- O deputado Mário Frias pediu afastamentos em cima da hora para viagens oficiais ao Bahrein e a Dallas, sem custos para a Câmara, com pedidos apresentados entre 11 e 19 de maio e entre 15 e 21 de maio.
- A Presidência da Câmara não conseguiu analisar os pedidos antes dos deslocamentos, por causa do curto prazo.
- O ministro Flávio Dino, do Supremo Tribunal Federal, determinou que a Câmara explique em até quarenta e oito horas as circunstâncias e possíveis gastos ligados às viagens.
- Frias é alvo de apuração sobre repasse de emendas para ONG associada à produtora de filme em homenagem a Jair Bolsonaro, no qual ele figura como produtor executivo.

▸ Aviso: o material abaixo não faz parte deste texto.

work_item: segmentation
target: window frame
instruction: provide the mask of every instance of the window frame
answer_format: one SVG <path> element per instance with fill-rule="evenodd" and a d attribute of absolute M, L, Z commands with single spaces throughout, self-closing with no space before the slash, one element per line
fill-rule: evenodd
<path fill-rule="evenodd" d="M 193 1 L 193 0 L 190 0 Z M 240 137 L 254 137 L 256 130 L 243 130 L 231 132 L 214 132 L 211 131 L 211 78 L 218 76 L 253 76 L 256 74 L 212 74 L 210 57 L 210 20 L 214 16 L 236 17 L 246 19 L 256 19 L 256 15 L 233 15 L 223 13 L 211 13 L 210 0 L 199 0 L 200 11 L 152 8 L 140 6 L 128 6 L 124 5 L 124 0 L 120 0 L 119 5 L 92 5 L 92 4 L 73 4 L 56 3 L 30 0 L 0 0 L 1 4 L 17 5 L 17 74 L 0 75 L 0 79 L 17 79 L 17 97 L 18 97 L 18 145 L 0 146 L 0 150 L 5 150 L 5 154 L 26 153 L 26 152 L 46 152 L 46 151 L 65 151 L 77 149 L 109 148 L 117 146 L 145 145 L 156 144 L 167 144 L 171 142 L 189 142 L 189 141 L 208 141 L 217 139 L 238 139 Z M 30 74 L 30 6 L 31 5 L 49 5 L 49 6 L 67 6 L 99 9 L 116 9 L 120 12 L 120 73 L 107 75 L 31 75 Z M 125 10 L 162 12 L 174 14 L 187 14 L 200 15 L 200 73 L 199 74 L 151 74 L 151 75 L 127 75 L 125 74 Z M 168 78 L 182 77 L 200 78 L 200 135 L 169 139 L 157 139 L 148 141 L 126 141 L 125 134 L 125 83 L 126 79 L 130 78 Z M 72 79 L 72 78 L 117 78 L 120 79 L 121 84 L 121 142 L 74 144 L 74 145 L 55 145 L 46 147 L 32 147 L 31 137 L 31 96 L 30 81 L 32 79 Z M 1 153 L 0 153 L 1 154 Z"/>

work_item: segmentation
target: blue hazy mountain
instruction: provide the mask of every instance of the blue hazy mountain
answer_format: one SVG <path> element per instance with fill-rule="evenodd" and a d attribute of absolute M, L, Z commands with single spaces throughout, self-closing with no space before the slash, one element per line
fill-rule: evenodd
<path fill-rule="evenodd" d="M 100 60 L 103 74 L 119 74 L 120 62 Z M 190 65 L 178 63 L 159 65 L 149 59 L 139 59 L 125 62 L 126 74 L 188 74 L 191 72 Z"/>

- Oficiais de Justiça tentam notificar Frias desde vinte e um de março; ele afirmou retornar ao Brasil em vinte e cinco de maio e declarou disposição para encontro com Dino.
O deputado federal Mario Frias (PL-SP) fez dois pedidos de afastamento para viagens oficiais em pleno mês de maio, sem custos para a Câmara. As solicitações foram apresentadas em momentos próximos aos deslocamentos.
Segundo técnicos da Câmara, os pedidos foram protocolados em prazo curto, o que impediu a análise pela Presidência antes das saídas. Frias comunicou viagens ao Bahrein e a Dallas e permaneceu fora do Brasil durante esse período.
O STF determinou que a Câmara explique, em até 48 horas, as circunstâncias e eventuais gastos relacionados às viagens. A cobrança envolve a possível utilização de emendas para ONG ligada à produtora de filme sobre Bolsonaro.
Detalhes dos pedidos de afastamento
Frias apresentou, em 11 de maio, o primeiro afastamento para viagem ao Bahrein, entre 11 e 19 de maio. Na prática, a saída ocorreu sem análise prévia pela Presidência da Câmara.
No Bahrein, em 15 de maio, houve nova solicitação de afastamento para Dallas, de 19 a 21 de maio. O período de afastamento foi projetado até 22 de maio.
Técnicos afirmam que pedidos de viagens sem custos costumam tramitar com menos atritos, desde que respeitem as regras internas. Desde 11 de maio, Frias não esteve presente no plenário.
A Advocacia da Câmara já solicitou informações ao STF sobre o tema. A Câmara não se pronunciou até o momento desta publicação.